Most of Jared Sullinger‘s days since undergoing season-ending back surgery on Feb. 1 have been spent sitting at an angle that resembles a reclining chair, so the 20-year-old Celtics  rookie has plenty of time on his hands.
“I haven’t been doing anything but Twitter, playing video games and catching up on movies,” Sullinger said during a press conference prior to the C’s hosting the Bulls before their NBA All-Star break begins. “That’s about it.”
The back problems that have plagued Sullinger since Nov. 29, 2011, when the Ohio State product scored 21 points in a blowout win over Duke, flared up for the first time this season four minutes into a game against the Kings exactly two weeks ago. The next day, he couldn’t walk. And the next, he underwent surgery to repair a disc that was bulging into his central nervous system.
“I didn’t think it was going to come this fast; maybe two or three years later down the line,” said Sullinger. “That’s what an NBA season does to you. It’s a long season. You’re going to have a couple knick-knack injuries. My knick-knack injury turned into surgery. I’d rather have it now than later.”
Ever since he tweaked it in college months ago, and especially after he fell all the way to the Celtics at No. 21 in this past June’s NBA draft, Sullinger has had to face questions about his back.
“It was a sigh of relief to get it over with, get everybody out of my face about my back,” he said, “so I’m pretty happy about it.”
In the game prior to suffering what he dubbed a far less serious injury than the ACL tears of teammates Rajon Rondo  and Leandro Barbosa , Sullinger assumed a starting role in the Celtics backcourt, replacing Brandon Bass . His 6.0 points and 5.9 rebounds in 20 minutes a night over his first 45 games had many questioning why he didn’t make the rookie roster in this year’s Rising Stars Challenge. Then the back beckoned.
The good news? “No longterm limitations. I should be good for the rest of my life.”
Sullinger added: “In the longterm, I think I’ll come back better, just because with the back problems I had limitations. The doctor told me the two discs being herniated were only making my legs weaker. Hopefully, that’s a sign I might be able to get off the ground more than two inches.”

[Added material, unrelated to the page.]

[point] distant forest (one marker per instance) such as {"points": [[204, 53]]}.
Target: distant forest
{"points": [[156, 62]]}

While Sullinger hasn’t been given the green light on cardio activity, you’ll be glad to know he can drive a car and sleep comfortably. (“Sleep is the least of my worries,” he said. “I’m sleeping like a baby.”) He plans to hire a chef and nutritionist in order to help him count calories and avoid adding weight during downtime. And, more importantly, he expects to be ready for training camp.